De George Orwell, on connaît surtout les univers dystopiques : celui de La Ferme des animaux d’abord, puis de 1984, qui tous deux représentent, par le détour de la fable animalière ou du récit d’anticipation, la réalité d’un monde que le totalitarisme a verrouillé. Or, comme le rappelle Stéphane Maltère dans la précieuse biographie qu’il lui consacre, Orwell ne vint que tardivement à ce genre de « fictions » (le terme est polémique : il n’allait de soi ni pour l’auteur, ni pour son éditeur Gollancz). Pour le reste, la production littéraire de cet écrivain est essentiellement constituée d’œuvres réalistes, issues d’un méticuleux travail documentaire, ou bien inspirées de la propre existence d’Eric Blair (le vrai nom d’Orwell). Existence qui traversa la grande histoire, fut traversée en retour par les questionnements idéologiques propres au XXe siècle, et qui ne cessa de nourrir chez l’auteur un désir de révolte auquel sa plume fournit, comme naturellement, un exutoire.
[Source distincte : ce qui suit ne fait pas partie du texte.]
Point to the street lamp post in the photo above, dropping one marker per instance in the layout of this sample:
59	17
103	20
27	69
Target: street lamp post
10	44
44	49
Stéphane Maltère propose ainsi de ressaisir au plus près le réalisme d’Orwell à la lumière de ses réflexions politiques, dans un ouvrage agréable à lire et prodigue en informations précieuses. Où l’on apprend qu’Orwell fut, dès son jeune âge, un observateur critique de son temps, que son engagement politique doit beaucoup à cette faculté d’observation et qu’enfin son écriture lui donne forme par son réalisme exigeant.

 

Observateur et « infiltré »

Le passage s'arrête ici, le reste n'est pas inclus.